D’altronde i professionisti ordinisti che avevano richiesto il bonus 600 euro a marzo ad aprile lo hanno ricevuto direttamente sul conto corrente. Il decreto Agosto prevede tuttavia che qualcuno debba fare domanda per ottenere il bonus 1.000 euro per professionisti con cassa.

Bonus 1.000 euro professionisti: chi deve fare domanda

Il decreto Agosto stabilisce tuttavia che il bonus 1.000 euro per professionisti debba essere ottenuto previa domanda per alcune categorie. Chi deve presentare l’istanza alla propria cassa di appartenenza è il professionista che non ha ottenuto il bonus 600 euro delle precedenti mensilità. Il comma 1 del decreto Agosto nella sua seconda parte recita:

“Con riferimento ai liberi professionisti iscritti agli enti di previdenza obbligatoria di diritto privato di cui ai decreti legislativi 30 giugno 1994, n. 509 e 10 febbraio 1996, n. 103, i quali non abbiano già beneficiato dell’indennità di cui al predetto decreto del Ministro del lavoro e delle politiche sociali, di concerto con il Ministro dell’economia e delle finanze, del 29 maggio 2020, ai fini del riconoscimento agli stessi dell’indennità di cui al primo periodo del presente comma, si applicano le disposizioni di cui al medesimo decreto interministeriale del 29 maggio 2020, con aggiornamento del termine temporale per la cessazione di attività che è esteso dal 30 aprile 2020 al 31 maggio 2020. Le domande per l’accesso all’indennità per i soggetti di cui al secondo periodo del presente comma devono essere presentate entro e non oltre il trentesimo giorno successivo all’entrata in vigore del presente decreto. Ai fini dell’attuazione di quanto previsto dal presente articolo, salvo quanto non diversamente disposto, si applicano le disposizioni di cui al decreto del Ministro del lavoro e delle politiche sociali, di concerto con il Ministro dell’economia e delle finanze del 29 maggio 2020 emanato ai sensi dell’articolo 44, comma 2, del decreto-legge 17 marzo 2020 n. 18, convertito con modificazioni dalla legge 24 aprile 2020, n. 27.”

Quindi andando a scorrere il decreto del 29 maggio riferito al bonus 600 euro per il bonus 1.000 euro coloro che devono fare domanda devono altresì avere i seguenti requisiti:

  • non essere titolari di pensione o di rapporto di lavoro subordinato a tempo indeterminato;
  • aver percepito nell’anno di imposta 2018 un reddito complessivo, assunto al lordo dei canoni di locazione, non superiore a 35.000 euro e la cui attività sia stata limitata dai provvedimenti restrittivi emanati per l’emergenza COVID-19;
  • aver percepito nell’anno di imposta 2018 un reddito complessivo, assunto al lordo dei canoni di locazione, tra i 35.000 euro e 50.000 euro e abbiano cessato o ridotto o sospeso la propria attività per l’emergenza epidemiologica.

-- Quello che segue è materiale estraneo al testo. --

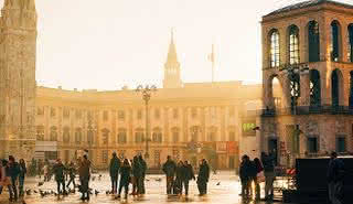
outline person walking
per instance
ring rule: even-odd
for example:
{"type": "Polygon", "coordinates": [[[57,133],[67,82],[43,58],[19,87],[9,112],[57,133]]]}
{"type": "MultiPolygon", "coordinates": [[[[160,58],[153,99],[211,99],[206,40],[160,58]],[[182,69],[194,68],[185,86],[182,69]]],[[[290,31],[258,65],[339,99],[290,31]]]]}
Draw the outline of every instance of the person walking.
{"type": "Polygon", "coordinates": [[[87,159],[87,154],[84,154],[79,161],[78,168],[82,201],[89,201],[89,178],[90,178],[90,161],[87,159]]]}
{"type": "Polygon", "coordinates": [[[173,183],[173,193],[181,195],[183,193],[184,163],[179,161],[175,170],[175,180],[173,183]]]}
{"type": "Polygon", "coordinates": [[[190,180],[195,180],[195,174],[192,165],[189,163],[189,161],[184,161],[184,176],[182,180],[182,184],[185,190],[185,196],[188,197],[189,195],[189,182],[190,180]]]}
{"type": "Polygon", "coordinates": [[[253,178],[253,182],[255,184],[255,200],[259,201],[260,200],[260,181],[259,181],[259,173],[264,171],[264,167],[261,161],[258,158],[255,158],[253,161],[253,165],[255,168],[255,173],[256,175],[253,178]]]}
{"type": "Polygon", "coordinates": [[[109,175],[111,181],[111,194],[117,193],[119,178],[120,160],[116,152],[113,152],[113,158],[109,164],[109,175]]]}
{"type": "Polygon", "coordinates": [[[175,170],[176,170],[175,162],[171,159],[170,155],[168,155],[167,161],[162,167],[162,171],[167,176],[167,194],[168,195],[172,193],[172,185],[174,183],[175,170]]]}
{"type": "Polygon", "coordinates": [[[146,172],[147,172],[147,163],[143,160],[141,154],[138,157],[138,159],[141,164],[140,194],[145,195],[146,194],[145,179],[146,179],[146,172]]]}
{"type": "Polygon", "coordinates": [[[197,175],[197,189],[200,196],[207,194],[207,182],[210,179],[210,165],[205,159],[200,161],[200,171],[197,175]]]}
{"type": "Polygon", "coordinates": [[[19,195],[22,197],[24,195],[23,186],[24,186],[24,178],[26,174],[26,167],[23,159],[20,159],[20,173],[19,173],[19,195]]]}
{"type": "Polygon", "coordinates": [[[242,157],[242,163],[239,168],[239,178],[240,178],[240,183],[242,183],[242,197],[243,198],[248,198],[249,196],[249,157],[244,154],[242,157]]]}
{"type": "Polygon", "coordinates": [[[7,167],[7,175],[10,176],[11,179],[11,187],[9,187],[9,193],[10,193],[10,202],[12,201],[18,201],[18,178],[20,174],[20,164],[14,160],[13,155],[9,155],[9,163],[7,167]]]}
{"type": "Polygon", "coordinates": [[[344,163],[336,152],[331,153],[328,168],[329,198],[332,204],[342,204],[344,163]]]}
{"type": "Polygon", "coordinates": [[[68,182],[66,184],[66,187],[69,187],[69,184],[73,183],[74,187],[76,187],[76,183],[75,183],[75,178],[76,178],[76,168],[74,162],[69,162],[68,168],[67,168],[67,173],[68,173],[68,182]]]}
{"type": "Polygon", "coordinates": [[[56,160],[56,163],[53,167],[53,173],[54,173],[55,181],[56,181],[56,186],[57,186],[57,197],[60,197],[60,195],[66,195],[66,191],[65,191],[65,165],[63,164],[61,159],[56,160]]]}
{"type": "Polygon", "coordinates": [[[122,167],[120,168],[120,183],[119,183],[119,192],[118,198],[120,198],[121,190],[125,190],[125,198],[128,198],[129,193],[129,184],[131,180],[131,165],[128,159],[125,159],[122,162],[122,167]]]}
{"type": "Polygon", "coordinates": [[[142,168],[137,155],[135,155],[132,159],[132,175],[133,175],[132,195],[140,195],[142,168]]]}
{"type": "Polygon", "coordinates": [[[261,162],[265,174],[265,200],[268,201],[274,198],[275,158],[261,152],[261,162]]]}

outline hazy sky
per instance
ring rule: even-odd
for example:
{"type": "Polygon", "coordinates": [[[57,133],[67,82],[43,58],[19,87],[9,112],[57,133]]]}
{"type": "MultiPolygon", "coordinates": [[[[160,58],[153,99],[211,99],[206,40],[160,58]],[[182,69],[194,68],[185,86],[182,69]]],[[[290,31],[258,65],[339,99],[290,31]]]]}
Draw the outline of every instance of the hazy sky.
{"type": "Polygon", "coordinates": [[[261,15],[299,1],[36,0],[36,79],[67,89],[161,86],[174,28],[183,82],[211,80],[214,42],[216,80],[260,83],[261,15]]]}

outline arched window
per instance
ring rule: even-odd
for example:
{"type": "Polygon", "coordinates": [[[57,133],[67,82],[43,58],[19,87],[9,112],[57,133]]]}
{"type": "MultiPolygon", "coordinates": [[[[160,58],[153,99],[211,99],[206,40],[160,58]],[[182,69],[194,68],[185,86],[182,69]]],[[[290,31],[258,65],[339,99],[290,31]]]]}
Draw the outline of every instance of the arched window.
{"type": "Polygon", "coordinates": [[[340,57],[340,24],[331,23],[331,61],[338,62],[340,57]]]}
{"type": "Polygon", "coordinates": [[[298,64],[299,60],[299,29],[297,25],[289,28],[289,63],[298,64]]]}
{"type": "Polygon", "coordinates": [[[308,26],[308,42],[309,42],[309,62],[320,61],[320,32],[319,23],[310,21],[308,26]]]}
{"type": "Polygon", "coordinates": [[[347,60],[353,63],[353,23],[349,25],[349,46],[347,60]]]}
{"type": "Polygon", "coordinates": [[[332,72],[331,76],[331,97],[332,97],[332,106],[340,106],[340,100],[343,92],[342,82],[343,76],[339,68],[332,72]]]}
{"type": "Polygon", "coordinates": [[[126,129],[119,128],[117,141],[118,141],[118,143],[120,143],[120,144],[127,142],[126,129]]]}
{"type": "Polygon", "coordinates": [[[75,142],[77,144],[79,144],[82,141],[82,130],[81,128],[76,128],[76,131],[75,131],[75,142]]]}
{"type": "Polygon", "coordinates": [[[68,127],[65,127],[63,130],[63,140],[64,140],[64,143],[69,142],[69,128],[68,127]]]}
{"type": "Polygon", "coordinates": [[[270,32],[270,66],[279,66],[279,33],[277,30],[270,32]]]}
{"type": "Polygon", "coordinates": [[[321,105],[320,73],[317,69],[310,71],[310,106],[319,107],[321,105]]]}
{"type": "Polygon", "coordinates": [[[350,109],[353,109],[353,71],[350,72],[350,109]]]}
{"type": "Polygon", "coordinates": [[[57,141],[57,128],[53,126],[51,128],[51,141],[57,141]]]}
{"type": "Polygon", "coordinates": [[[36,140],[44,141],[44,126],[36,127],[36,140]]]}

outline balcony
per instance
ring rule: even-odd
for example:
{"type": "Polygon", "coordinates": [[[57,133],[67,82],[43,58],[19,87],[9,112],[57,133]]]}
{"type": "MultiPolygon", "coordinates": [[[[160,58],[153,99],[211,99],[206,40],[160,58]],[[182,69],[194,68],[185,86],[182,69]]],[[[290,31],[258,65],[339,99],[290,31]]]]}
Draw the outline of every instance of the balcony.
{"type": "Polygon", "coordinates": [[[263,117],[288,116],[288,115],[353,115],[353,108],[349,106],[298,106],[296,111],[293,108],[263,109],[263,117]]]}

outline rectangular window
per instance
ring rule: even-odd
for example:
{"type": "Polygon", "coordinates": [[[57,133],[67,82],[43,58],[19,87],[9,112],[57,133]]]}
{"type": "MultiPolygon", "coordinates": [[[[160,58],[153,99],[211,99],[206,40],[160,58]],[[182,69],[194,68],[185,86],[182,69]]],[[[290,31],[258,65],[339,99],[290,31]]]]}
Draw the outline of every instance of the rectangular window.
{"type": "Polygon", "coordinates": [[[174,143],[179,142],[179,132],[178,131],[173,132],[173,142],[174,143]]]}
{"type": "Polygon", "coordinates": [[[191,117],[192,118],[196,118],[197,117],[197,109],[196,108],[192,108],[191,109],[191,117]]]}
{"type": "Polygon", "coordinates": [[[136,132],[135,133],[135,142],[136,143],[142,143],[143,141],[143,133],[142,132],[136,132]]]}
{"type": "Polygon", "coordinates": [[[118,119],[121,121],[125,120],[125,111],[124,110],[118,110],[118,119]]]}
{"type": "Polygon", "coordinates": [[[317,137],[308,137],[308,152],[317,153],[319,151],[318,138],[317,137]]]}
{"type": "Polygon", "coordinates": [[[154,109],[154,118],[160,119],[160,117],[161,117],[160,109],[154,109]]]}
{"type": "Polygon", "coordinates": [[[82,110],[76,110],[75,117],[76,117],[76,119],[81,119],[82,118],[82,110]]]}
{"type": "Polygon", "coordinates": [[[234,117],[235,116],[235,109],[234,107],[229,107],[229,117],[234,117]]]}
{"type": "Polygon", "coordinates": [[[345,137],[344,136],[338,136],[336,140],[335,140],[335,150],[336,152],[345,152],[346,148],[345,148],[345,137]]]}
{"type": "Polygon", "coordinates": [[[109,131],[108,130],[103,130],[101,132],[101,142],[103,144],[108,144],[109,142],[109,131]]]}
{"type": "Polygon", "coordinates": [[[101,163],[108,163],[108,150],[101,151],[101,163]]]}
{"type": "Polygon", "coordinates": [[[118,133],[118,143],[126,143],[126,142],[127,142],[126,131],[120,131],[118,133]]]}
{"type": "Polygon", "coordinates": [[[235,141],[235,132],[229,131],[229,141],[235,141]]]}
{"type": "Polygon", "coordinates": [[[51,117],[54,118],[56,116],[56,111],[55,108],[51,108],[51,117]]]}
{"type": "Polygon", "coordinates": [[[66,119],[69,118],[69,108],[64,108],[63,109],[63,117],[66,118],[66,119]]]}
{"type": "Polygon", "coordinates": [[[38,116],[43,116],[44,115],[44,107],[38,107],[36,108],[36,115],[38,116]]]}
{"type": "Polygon", "coordinates": [[[103,120],[104,120],[104,121],[107,121],[108,119],[109,119],[108,111],[107,111],[107,110],[104,110],[104,111],[103,111],[103,120]]]}
{"type": "Polygon", "coordinates": [[[178,108],[174,108],[174,109],[173,109],[173,118],[174,118],[174,119],[178,119],[178,117],[179,117],[178,108]]]}
{"type": "Polygon", "coordinates": [[[137,119],[138,120],[142,119],[142,110],[141,109],[137,110],[137,119]]]}

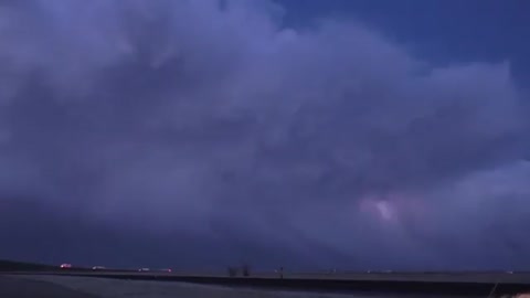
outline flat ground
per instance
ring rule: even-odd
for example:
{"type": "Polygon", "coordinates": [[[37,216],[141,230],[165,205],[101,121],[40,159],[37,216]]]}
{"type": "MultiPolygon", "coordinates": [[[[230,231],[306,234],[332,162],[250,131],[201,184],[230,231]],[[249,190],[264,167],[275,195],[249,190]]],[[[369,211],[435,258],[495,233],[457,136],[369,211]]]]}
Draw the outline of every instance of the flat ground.
{"type": "MultiPolygon", "coordinates": [[[[11,288],[0,284],[0,297],[6,298],[385,298],[398,296],[333,295],[317,292],[272,291],[182,283],[121,280],[72,276],[0,277],[11,288]],[[10,291],[8,291],[10,290],[10,291]],[[25,296],[24,296],[25,295],[25,296]]],[[[403,296],[401,296],[403,297],[403,296]]],[[[410,296],[407,296],[410,297],[410,296]]]]}
{"type": "Polygon", "coordinates": [[[2,298],[96,298],[72,288],[44,280],[0,276],[2,298]]]}

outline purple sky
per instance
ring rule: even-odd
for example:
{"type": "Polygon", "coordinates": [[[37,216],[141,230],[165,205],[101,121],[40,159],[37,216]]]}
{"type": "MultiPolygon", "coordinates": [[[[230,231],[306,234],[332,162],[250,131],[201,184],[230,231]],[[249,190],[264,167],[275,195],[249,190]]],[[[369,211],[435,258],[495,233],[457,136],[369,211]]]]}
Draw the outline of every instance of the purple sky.
{"type": "Polygon", "coordinates": [[[0,258],[529,268],[512,63],[285,12],[0,1],[0,258]]]}

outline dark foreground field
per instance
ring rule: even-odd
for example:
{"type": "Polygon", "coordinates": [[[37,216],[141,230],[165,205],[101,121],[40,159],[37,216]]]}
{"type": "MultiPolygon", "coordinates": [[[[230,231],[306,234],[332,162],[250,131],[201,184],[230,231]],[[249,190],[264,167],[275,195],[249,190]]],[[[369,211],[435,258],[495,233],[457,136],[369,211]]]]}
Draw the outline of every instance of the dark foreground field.
{"type": "Polygon", "coordinates": [[[0,276],[2,298],[96,298],[52,283],[0,276]]]}
{"type": "MultiPolygon", "coordinates": [[[[521,292],[530,292],[530,273],[286,273],[284,278],[280,278],[278,274],[274,273],[253,274],[250,277],[229,277],[225,275],[191,275],[162,272],[94,272],[89,269],[57,269],[57,267],[42,266],[43,265],[39,265],[34,269],[31,269],[24,265],[20,266],[20,269],[7,270],[4,268],[3,272],[4,274],[20,277],[39,275],[49,277],[75,276],[129,281],[180,281],[195,285],[216,285],[232,288],[267,290],[329,294],[380,292],[391,295],[390,297],[399,294],[451,297],[500,297],[502,295],[515,296],[521,292]]],[[[0,297],[10,296],[1,295],[0,292],[0,297]]],[[[34,297],[36,298],[39,296],[34,297]]]]}

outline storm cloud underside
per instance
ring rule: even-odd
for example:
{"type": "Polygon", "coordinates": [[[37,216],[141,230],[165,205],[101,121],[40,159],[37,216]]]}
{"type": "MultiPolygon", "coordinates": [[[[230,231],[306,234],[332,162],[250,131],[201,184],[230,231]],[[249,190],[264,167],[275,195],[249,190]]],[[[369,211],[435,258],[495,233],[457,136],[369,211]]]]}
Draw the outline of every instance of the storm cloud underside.
{"type": "Polygon", "coordinates": [[[509,62],[434,67],[360,23],[282,13],[0,2],[0,192],[104,230],[344,266],[530,265],[509,62]]]}

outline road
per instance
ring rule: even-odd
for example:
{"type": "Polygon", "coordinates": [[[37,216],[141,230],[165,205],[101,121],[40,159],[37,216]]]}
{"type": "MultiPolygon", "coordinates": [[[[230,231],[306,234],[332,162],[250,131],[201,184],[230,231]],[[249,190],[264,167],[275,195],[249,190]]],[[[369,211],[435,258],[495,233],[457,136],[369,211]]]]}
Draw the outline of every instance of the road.
{"type": "MultiPolygon", "coordinates": [[[[326,294],[309,291],[266,290],[242,287],[220,287],[209,285],[193,285],[186,283],[162,283],[148,280],[109,279],[96,277],[55,276],[55,275],[24,275],[15,277],[0,277],[0,280],[13,283],[11,289],[18,291],[2,291],[0,297],[9,298],[388,298],[414,297],[399,295],[367,294],[326,294]],[[29,292],[24,292],[30,289],[29,292]]],[[[1,283],[1,281],[0,281],[1,283]]],[[[0,284],[1,285],[1,284],[0,284]]],[[[415,296],[425,297],[425,296],[415,296]]],[[[444,298],[456,296],[428,296],[444,298]]]]}
{"type": "MultiPolygon", "coordinates": [[[[35,273],[19,273],[28,276],[35,273]]],[[[280,279],[277,274],[255,274],[252,277],[227,277],[224,275],[199,275],[163,272],[76,272],[62,270],[40,273],[41,277],[55,280],[60,277],[105,278],[116,284],[172,281],[166,284],[216,285],[224,287],[253,288],[266,290],[312,291],[312,292],[386,292],[417,295],[448,295],[466,297],[488,297],[490,292],[516,295],[530,292],[530,274],[507,273],[431,273],[431,274],[393,274],[393,273],[350,273],[350,274],[285,274],[280,279]],[[59,275],[59,276],[57,276],[59,275]],[[54,279],[55,278],[55,279],[54,279]],[[121,281],[119,281],[121,280],[121,281]]],[[[61,279],[61,278],[60,278],[61,279]]],[[[64,279],[63,279],[64,280],[64,279]]],[[[162,283],[163,284],[163,283],[162,283]]],[[[0,296],[2,297],[2,296],[0,296]]]]}

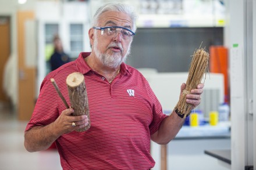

I requisiti resterebbero quelli previsti ancor prima dal DM del 28 marzo 2020 attuativo dell’articolo 44 del Cura Italia. Si specifica inoltre che:

  • per cessazione dell’attività si intende la chiusura della partita IVA tra il 23 febbraio ed il 31 maggio 2020 (il termine del precedente decreto era il 30 aprile 2020);
  • per riduzione o sospensione dell’attività si intende la riduzione di almeno il 33% del reddito nel primo trimestre 2020, rispetto allo stesso periodo del 2019 e che va calcolato secondo il principio di cassa come differenza tra ricavi e compensi percepiti e spese sostenute;
  • per i professionisti iscritti alle casse professionali tra il 2019 e il 23 febbraio 2020, i quali sono stati inseriti in un secondo momento, valgono i requisiti sopra stabiliti.

Possono ottenere il bonus 1.000 euro anche i professionisti con cassa con contratto di lavoro subordinato a tempo determinato iscritti a INPS e che rispettino i requisiti appena illustrati.

Come fare domanda per il bonus 1.000 euro professionisti con cassa

Sebbene il decreto Agosto non specifichi come fare domanda per il bonus 1.000 euro 2020, i professionisti con cassa devono guardare sempre al decreto del 29 maggio e alle precedenti disposizioni per il bonus 600 euro, anche di marzo.

Pertanto chi deve fare domanda per il bonus 1.000 euro, salvo ulteriori disposizioni, dovrà presentarla alla propria cassa di appartenenza.

La domanda, nel rispetto dei requisiti sopra indicati, dovrà essere corredata da:

  • codice fiscale;
  • documento di identità;
  • IBAN per l’accredito.

La domanda va presentata entro 30 giorni dall’entrata in vigore del decreto Agosto.